Wie Katastrophen die Gesellschaft verändern

Erdbeben, Schiffsunglücke und andere Havarien sind meist schreckliche Heimsuchungen des Menschen. Nicht selten aber sind sie auch Auslöser von gesellschaftlichen Veränderungen.

In manchmal unerträglicher Weise hat das Elend der Welt eine andere Seite. Dies sieht man vor allem an jenen Katastrophen, die uns immer wieder „heimsuchen“ – als ob es für das Schreckliche eine Art Heimatrecht gäbe. Ob menschen- oder naturgemacht: Manche Desaster können einen paradoxen Effekt haben und die Dinge in Richtung auf eine bessere Zukunft wenden.

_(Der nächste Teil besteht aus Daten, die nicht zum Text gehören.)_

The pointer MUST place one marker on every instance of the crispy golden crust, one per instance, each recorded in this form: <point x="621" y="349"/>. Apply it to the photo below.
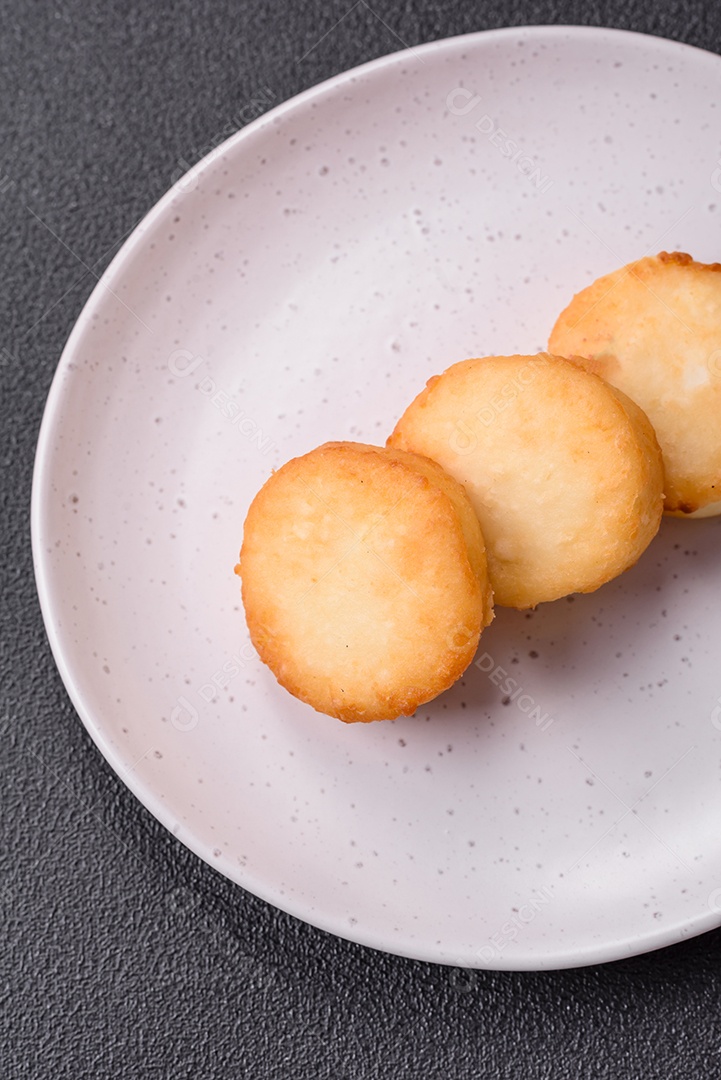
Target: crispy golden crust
<point x="563" y="471"/>
<point x="364" y="580"/>
<point x="653" y="329"/>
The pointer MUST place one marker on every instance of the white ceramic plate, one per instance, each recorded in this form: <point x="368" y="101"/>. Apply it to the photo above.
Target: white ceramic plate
<point x="301" y="285"/>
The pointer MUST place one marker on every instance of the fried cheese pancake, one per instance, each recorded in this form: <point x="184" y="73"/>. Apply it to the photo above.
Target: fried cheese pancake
<point x="653" y="329"/>
<point x="563" y="471"/>
<point x="364" y="580"/>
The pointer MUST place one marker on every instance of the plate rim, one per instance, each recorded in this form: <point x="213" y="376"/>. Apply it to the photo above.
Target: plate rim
<point x="565" y="958"/>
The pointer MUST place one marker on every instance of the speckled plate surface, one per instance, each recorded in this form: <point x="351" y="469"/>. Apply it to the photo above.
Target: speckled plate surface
<point x="560" y="805"/>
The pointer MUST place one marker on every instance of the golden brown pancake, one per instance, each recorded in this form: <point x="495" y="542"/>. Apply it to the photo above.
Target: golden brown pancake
<point x="365" y="580"/>
<point x="563" y="471"/>
<point x="653" y="329"/>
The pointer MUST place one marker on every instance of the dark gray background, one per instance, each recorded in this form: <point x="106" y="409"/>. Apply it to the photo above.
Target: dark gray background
<point x="123" y="956"/>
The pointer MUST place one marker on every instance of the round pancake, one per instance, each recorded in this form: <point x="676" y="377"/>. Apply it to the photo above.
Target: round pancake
<point x="653" y="329"/>
<point x="563" y="471"/>
<point x="365" y="581"/>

Die Toten des Bergwerkunglücks von Soma in der Türkei stellen die Frage, wer verantwortlich ist. Autorität und Ignoranz werden in Frage gestellt. Das Fährunglück in Südkorea enthüllte jene buckelnde Schlamperei, in der Konformitäts-Hierarchien sich immer nur um sich selbst kümmern. Solche Unglücke können Institutionen modernisieren, Denkweisen verändern, sogar Regime stürzen; sie erzwingen bessere gesellschaftliche Kooperationsmodelle. In Deutschland trug das Grubenunglück von Lengede (1963) zu Verbesserungen in den Tunneln der alten Industriegesellschaft bei. Das größte Flugzeugunglück der Geschichte, der Zusammenstoß zweier Jumbojets auf Teneriffa im Jahr 1977, führte erst zu jenen Kommunikations- und Redundanz-Standards, die heute den Flugverkehr so erstaunlich sicher machen.

Bewachte, also kollektiv und emotional wahrgenommene Katastrophen bilden eine mythologische Erzählung im kollektiven Bewusstsein. Sie handeln von Heldentum, Wiederaufstieg, Lernen. Solche Mythen stellen auf radikale Weise die System- und die Sinnfrage. Das Tschernobyl-Desaster beendete im Grunde die Sowjetunion. Das Erdbeben von Lissabon im Jahre 1755 befeuerte die Geister der Aufklärung: Wenn Gott so etwas zuließe, sei es an der Zeit, das Primat seiner Gesetze in Frage zu stellen.

„Wir lernen nur durch das Schlimmste“

Der Terror der Boko Haram in Nigeria zeigt die Schwäche des nigerianischen Staates, könnte aber auch zu einem Wandel beitragen. Chinas Erdbeben der letzten Jahre brachten Mobilisierungen einer Zivilgesellschaft hervor, die es vorher so nicht gab. Der Tsunami von 2004 brachte Asien nicht nur weltweite Solidarität, er beendete auch einen Bürgerkrieg und führte zu Wohlstandsschüben in einigen Ländern. So formen sich Nationen, Institutionen und Kooperationen durch Verarbeitung von Bedrohungen.

Man kann sich daraus auch eine fatalistische Welthaltung basteln. Wir lernen nur durch das Schlimmste. Nach dem Historiker Ian Morris führen Kriege zu höheren Ordnungen, die die Welt langfristig friedlicher machen. Sind wir heutigen Deutschen nicht alle Nutznießer des schrecklichsten Schlachtens der Geschichte, des Zweiten Weltkrieges, einer Katharsis, die uns zumindest in Europa Frieden und Prosperität brachte?

Nach den neuesten französischen Intellektuellen-Weisheiten sind große Kriege sogar regelrechte Umverteilungsmaschinen, die soziale Gleichheit herstellen. Der Schwarze-Schwan-Erfinder Nicholas Taleb hingegen spricht in seinem Buch „Antifragilität“ davon, was Menschen, Kulturen, Zivilisationen erringen können, indem sie den bewussten Umgang mit Unsicherheit praktizieren, Fehler und Störungen an- und wahrzunehmen, bevor sie fatal werden. Achtsamkeit und Vorausschau zu üben, ist das Geheimnis der Zukunft. Und der Kern jener Hoffnung auf eine Welt ohne Opfer, die wir als verletzliche Spezies auf einem schönen blauen Planeten unentwegt üben müssen.